An employee speaks on phone as he walks out of research and development centre of Sun Pharmaceutical Industries Ltd in Mumbai April 7, 2014. REUTERS/Danish Siddiqui/Files

By Zeba Siddiqui

MUMBAI (Reuters) - India's largest drugmaker Sun Pharmaceutical Industries Ltd will look at making more large acquisitions even as it winds up a $3.2 billion deal to buy smaller rival Ranbaxy Laboratories Ltd.

The Ranbaxy deal, which closed on Tuesday, was the largest acquisition in the pharmaceutical industry in Asia in 2014, and the biggest ever for Sun Pharma.

Managing Director Dilip Shanghvi, who founded Sun Pharma and is one of the country's richest men, said on Wednesday the Ranbaxy deal would not stop him from pursuing other big-ticket acquisitions. He declined to comment on how much he would be willing to spend.

With Ranbaxy in its fold, Sun Pharma's market share in India alone is at nearly 10 percent. About 40 percent of the turnover of the combined company comes from India and other emerging markets, and it has 45 manufacturing plants that make products for sale across 150 countries.

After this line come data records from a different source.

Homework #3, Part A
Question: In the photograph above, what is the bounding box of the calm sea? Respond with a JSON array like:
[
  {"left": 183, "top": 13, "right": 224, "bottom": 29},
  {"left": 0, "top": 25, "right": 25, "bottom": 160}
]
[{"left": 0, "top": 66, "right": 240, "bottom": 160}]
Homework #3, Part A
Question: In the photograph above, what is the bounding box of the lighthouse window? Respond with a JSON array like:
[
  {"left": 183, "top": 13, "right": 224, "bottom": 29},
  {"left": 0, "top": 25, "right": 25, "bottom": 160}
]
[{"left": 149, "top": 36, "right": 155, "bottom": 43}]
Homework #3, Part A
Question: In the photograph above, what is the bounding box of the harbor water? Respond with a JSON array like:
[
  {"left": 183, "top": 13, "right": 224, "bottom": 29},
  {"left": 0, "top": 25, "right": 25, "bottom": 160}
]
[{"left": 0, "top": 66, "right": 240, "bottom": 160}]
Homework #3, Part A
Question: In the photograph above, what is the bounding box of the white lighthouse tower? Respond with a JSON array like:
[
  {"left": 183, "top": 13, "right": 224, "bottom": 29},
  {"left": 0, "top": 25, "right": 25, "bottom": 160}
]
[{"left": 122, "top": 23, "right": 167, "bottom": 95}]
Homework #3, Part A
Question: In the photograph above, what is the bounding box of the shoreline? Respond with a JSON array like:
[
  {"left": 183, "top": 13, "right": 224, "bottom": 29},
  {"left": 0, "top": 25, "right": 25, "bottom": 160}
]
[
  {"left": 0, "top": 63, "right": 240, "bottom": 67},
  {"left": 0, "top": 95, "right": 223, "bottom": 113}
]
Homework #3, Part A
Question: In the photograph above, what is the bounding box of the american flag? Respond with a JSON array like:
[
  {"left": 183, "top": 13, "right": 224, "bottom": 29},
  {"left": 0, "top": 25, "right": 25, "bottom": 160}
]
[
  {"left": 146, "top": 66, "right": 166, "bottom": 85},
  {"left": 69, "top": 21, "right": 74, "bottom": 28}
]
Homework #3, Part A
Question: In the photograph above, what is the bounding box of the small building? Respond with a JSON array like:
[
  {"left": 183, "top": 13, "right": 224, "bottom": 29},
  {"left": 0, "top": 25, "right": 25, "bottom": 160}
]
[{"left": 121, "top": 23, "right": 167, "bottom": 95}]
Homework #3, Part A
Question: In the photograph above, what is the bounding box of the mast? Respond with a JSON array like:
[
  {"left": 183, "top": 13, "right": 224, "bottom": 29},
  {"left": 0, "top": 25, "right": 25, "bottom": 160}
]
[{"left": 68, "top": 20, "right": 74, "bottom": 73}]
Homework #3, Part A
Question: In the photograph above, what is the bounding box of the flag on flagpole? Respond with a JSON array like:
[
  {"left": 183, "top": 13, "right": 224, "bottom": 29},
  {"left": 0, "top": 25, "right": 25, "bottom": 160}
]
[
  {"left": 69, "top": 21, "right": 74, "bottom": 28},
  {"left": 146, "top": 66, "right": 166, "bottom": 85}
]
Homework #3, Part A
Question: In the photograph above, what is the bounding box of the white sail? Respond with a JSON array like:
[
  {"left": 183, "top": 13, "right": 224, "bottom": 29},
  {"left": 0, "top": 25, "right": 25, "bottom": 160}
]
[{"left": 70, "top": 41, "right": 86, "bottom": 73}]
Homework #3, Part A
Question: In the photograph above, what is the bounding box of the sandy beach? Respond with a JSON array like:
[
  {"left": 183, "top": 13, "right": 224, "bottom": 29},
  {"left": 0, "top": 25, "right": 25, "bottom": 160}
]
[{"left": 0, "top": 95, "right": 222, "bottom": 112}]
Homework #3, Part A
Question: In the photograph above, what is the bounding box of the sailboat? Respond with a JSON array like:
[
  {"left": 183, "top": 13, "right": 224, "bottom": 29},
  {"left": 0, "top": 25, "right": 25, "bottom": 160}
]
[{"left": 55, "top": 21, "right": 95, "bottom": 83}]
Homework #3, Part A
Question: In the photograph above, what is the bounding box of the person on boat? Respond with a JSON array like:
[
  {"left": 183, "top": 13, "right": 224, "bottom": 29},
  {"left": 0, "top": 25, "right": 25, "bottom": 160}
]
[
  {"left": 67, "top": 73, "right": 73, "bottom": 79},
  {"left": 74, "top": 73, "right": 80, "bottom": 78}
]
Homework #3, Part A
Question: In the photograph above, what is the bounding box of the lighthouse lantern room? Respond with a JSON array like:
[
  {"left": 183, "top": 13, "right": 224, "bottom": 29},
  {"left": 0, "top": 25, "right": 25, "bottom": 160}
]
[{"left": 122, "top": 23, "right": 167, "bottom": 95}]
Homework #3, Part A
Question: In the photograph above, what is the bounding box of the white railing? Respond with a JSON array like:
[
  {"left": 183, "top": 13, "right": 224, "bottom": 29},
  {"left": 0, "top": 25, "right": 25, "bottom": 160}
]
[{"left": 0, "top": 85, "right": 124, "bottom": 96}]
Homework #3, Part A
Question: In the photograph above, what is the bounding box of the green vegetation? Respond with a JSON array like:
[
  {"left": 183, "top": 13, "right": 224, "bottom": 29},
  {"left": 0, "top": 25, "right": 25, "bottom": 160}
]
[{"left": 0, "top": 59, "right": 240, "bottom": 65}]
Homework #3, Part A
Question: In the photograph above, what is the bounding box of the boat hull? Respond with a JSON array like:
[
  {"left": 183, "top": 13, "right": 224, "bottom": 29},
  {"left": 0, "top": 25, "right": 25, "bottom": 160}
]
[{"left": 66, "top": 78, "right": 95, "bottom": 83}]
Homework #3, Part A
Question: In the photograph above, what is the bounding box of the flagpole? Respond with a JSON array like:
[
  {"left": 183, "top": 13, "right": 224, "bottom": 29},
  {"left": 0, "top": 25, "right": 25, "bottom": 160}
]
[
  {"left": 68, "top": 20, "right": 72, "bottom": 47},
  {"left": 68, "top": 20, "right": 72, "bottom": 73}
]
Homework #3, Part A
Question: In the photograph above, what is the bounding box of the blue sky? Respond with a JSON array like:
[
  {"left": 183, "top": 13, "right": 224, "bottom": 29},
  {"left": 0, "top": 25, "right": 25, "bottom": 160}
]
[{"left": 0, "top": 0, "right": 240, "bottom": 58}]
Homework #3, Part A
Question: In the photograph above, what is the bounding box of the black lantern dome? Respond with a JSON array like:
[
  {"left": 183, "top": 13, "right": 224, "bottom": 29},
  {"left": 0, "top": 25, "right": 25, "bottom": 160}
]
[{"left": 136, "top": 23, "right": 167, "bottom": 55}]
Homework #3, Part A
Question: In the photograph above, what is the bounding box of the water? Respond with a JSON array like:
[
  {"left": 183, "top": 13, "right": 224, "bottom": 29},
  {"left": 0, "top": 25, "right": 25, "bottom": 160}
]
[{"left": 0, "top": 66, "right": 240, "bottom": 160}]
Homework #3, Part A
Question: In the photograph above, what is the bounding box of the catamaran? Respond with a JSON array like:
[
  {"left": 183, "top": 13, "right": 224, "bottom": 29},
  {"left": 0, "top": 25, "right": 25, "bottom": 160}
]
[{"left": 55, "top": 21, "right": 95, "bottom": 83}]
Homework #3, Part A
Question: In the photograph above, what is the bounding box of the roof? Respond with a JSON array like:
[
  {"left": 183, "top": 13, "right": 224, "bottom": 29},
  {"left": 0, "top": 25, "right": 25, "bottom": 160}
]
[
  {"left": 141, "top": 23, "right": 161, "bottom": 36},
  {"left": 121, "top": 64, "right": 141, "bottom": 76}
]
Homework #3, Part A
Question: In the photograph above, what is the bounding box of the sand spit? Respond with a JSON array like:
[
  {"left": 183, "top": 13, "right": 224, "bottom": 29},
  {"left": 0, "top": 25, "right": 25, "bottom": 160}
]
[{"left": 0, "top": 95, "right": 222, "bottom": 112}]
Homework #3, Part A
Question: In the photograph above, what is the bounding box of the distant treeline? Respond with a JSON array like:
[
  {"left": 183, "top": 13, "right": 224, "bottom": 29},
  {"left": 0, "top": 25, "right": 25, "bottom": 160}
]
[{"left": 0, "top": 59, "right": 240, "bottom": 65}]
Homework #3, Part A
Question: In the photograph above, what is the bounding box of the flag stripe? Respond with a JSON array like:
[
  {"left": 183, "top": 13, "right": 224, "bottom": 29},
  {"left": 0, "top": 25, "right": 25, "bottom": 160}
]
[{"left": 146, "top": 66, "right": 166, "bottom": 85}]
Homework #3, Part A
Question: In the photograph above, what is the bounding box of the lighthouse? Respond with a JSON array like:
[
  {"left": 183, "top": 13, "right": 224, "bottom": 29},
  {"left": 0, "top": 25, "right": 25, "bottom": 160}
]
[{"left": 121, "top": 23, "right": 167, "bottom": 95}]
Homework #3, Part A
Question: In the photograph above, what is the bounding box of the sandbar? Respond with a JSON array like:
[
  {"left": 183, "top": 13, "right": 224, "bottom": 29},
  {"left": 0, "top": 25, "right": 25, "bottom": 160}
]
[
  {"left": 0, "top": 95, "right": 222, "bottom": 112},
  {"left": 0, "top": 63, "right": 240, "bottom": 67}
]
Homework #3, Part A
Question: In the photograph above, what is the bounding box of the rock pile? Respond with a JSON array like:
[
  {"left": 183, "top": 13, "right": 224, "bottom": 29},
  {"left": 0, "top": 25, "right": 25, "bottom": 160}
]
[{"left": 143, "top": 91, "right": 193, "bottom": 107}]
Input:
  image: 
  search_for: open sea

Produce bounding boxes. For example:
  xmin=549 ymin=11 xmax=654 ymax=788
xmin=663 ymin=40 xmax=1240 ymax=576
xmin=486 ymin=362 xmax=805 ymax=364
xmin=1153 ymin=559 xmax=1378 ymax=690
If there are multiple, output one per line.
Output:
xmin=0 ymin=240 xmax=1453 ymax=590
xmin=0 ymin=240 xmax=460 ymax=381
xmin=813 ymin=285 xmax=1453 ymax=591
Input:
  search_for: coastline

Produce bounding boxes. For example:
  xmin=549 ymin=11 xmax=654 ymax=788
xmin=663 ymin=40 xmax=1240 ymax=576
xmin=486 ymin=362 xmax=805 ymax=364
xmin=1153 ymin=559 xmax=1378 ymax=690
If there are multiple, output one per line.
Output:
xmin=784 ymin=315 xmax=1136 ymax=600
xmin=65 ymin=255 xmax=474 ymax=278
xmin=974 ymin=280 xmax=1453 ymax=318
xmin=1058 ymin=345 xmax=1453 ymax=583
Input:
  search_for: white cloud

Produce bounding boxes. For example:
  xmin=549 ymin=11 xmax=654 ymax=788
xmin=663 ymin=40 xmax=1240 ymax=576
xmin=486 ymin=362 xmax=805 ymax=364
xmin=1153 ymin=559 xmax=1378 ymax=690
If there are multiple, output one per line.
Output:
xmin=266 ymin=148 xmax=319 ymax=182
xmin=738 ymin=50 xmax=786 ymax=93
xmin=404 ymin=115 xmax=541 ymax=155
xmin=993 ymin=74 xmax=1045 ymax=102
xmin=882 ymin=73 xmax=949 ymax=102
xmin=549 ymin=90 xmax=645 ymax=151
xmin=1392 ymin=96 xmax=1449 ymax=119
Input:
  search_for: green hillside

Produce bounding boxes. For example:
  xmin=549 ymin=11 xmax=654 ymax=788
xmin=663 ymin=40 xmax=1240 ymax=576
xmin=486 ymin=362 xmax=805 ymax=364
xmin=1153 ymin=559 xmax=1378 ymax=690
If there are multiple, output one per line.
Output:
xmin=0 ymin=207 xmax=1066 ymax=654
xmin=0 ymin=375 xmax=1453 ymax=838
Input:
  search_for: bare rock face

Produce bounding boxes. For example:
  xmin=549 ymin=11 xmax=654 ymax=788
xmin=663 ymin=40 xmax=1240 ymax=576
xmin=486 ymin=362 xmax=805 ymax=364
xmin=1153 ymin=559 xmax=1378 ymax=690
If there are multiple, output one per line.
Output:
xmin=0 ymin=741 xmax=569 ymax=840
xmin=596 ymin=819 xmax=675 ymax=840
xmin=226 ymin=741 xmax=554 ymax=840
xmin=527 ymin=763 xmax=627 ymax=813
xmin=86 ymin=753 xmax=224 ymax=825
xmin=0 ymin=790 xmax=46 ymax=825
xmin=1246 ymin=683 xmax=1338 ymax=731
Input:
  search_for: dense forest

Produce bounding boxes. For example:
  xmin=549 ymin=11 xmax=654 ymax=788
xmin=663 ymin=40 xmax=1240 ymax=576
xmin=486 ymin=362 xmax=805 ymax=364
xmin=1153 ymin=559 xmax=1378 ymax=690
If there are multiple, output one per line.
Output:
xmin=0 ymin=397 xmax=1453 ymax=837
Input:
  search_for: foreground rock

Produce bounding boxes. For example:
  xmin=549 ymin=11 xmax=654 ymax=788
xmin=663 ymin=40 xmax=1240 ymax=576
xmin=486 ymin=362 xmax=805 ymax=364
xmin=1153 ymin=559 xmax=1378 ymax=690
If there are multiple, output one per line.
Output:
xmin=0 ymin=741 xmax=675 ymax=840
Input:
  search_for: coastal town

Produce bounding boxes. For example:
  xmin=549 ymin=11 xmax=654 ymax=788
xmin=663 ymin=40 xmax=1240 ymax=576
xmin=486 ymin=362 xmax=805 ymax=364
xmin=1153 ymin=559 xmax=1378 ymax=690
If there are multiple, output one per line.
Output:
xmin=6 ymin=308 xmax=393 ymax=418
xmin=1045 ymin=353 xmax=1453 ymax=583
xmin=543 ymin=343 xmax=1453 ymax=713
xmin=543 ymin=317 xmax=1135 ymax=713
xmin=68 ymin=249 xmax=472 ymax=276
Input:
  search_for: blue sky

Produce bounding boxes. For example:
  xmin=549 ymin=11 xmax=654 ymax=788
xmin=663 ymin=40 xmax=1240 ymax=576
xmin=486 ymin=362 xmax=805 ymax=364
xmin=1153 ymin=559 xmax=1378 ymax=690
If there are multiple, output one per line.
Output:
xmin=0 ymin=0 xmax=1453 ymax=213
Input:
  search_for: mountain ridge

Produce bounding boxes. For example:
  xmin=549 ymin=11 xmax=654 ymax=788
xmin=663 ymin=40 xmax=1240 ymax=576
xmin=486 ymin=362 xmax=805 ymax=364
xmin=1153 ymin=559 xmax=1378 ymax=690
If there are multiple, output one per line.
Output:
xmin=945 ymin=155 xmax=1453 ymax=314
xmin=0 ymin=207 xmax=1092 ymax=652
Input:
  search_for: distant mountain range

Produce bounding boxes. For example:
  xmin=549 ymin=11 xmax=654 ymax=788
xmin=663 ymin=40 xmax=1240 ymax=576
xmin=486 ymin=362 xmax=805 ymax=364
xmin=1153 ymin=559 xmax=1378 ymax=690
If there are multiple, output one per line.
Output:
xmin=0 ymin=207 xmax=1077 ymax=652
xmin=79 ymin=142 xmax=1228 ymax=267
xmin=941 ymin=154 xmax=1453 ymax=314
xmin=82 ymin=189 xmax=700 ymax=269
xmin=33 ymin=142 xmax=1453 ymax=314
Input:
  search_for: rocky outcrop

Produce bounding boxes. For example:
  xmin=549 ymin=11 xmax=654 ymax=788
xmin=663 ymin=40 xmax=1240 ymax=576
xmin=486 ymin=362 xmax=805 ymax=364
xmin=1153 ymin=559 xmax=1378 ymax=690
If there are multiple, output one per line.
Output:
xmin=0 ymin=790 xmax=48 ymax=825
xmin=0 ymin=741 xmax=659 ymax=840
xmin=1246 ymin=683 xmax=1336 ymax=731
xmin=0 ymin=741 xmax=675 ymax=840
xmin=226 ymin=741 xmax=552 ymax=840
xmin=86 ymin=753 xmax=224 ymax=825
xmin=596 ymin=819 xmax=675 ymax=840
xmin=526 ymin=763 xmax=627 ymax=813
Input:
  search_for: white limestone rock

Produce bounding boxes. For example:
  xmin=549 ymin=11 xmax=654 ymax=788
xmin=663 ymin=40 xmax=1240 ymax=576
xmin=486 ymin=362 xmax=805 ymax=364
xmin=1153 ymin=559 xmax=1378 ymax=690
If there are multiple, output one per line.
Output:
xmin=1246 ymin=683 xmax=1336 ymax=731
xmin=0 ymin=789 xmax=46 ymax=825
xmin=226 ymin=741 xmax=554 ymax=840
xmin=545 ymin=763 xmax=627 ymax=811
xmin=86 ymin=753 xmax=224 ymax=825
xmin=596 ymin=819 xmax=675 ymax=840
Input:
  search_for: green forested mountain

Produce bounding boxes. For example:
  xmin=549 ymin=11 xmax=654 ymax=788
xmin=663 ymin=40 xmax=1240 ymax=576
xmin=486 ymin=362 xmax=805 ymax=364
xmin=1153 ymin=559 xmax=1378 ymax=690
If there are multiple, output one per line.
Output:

Shanghvi said winning back the confidence of regulators would be the company's "most important focus", as it works to resolve quality control issues that have led to U.S. import bans on all of Ranbaxy's India drug manufacturing plants.

The U.S. Food and Drug Administration is stepping up scrutiny of India's pharmaceutical industry, which supplies nearly 40 percent of the drugs sold in the United States.

Shanghvi also said Sun Pharma was looking to increase its annual research spending to about $300 million from $250 million now, without saying when research spending would rise.

The increase would be mainly focused on tildrakizumab, a psoriasis drug Sun Pharma is developing under a licensing deal it struck with U.S. firm Merck & Co Inc in September.

Sun Pharma is keen to do more such licensing deals with large pharmaceutical firms that are looking at emerging markets such as India to license out their products, Chief Financial Officer Uday Baldota told Reuters at a recent meeting.

"Ranbaxy is three times our size in the emerging world. So, to that extent, we become four times more attractive," he said.

Shanghvi, who made a $290 million personal investment for a 23 percent stake in wind turbine maker Suzlon Energy Ltd last month, said his focus continues to be on making Sun Pharma a successful business.

"Every investment I have made outside of Sun is financial, I have no interest in running those businesses."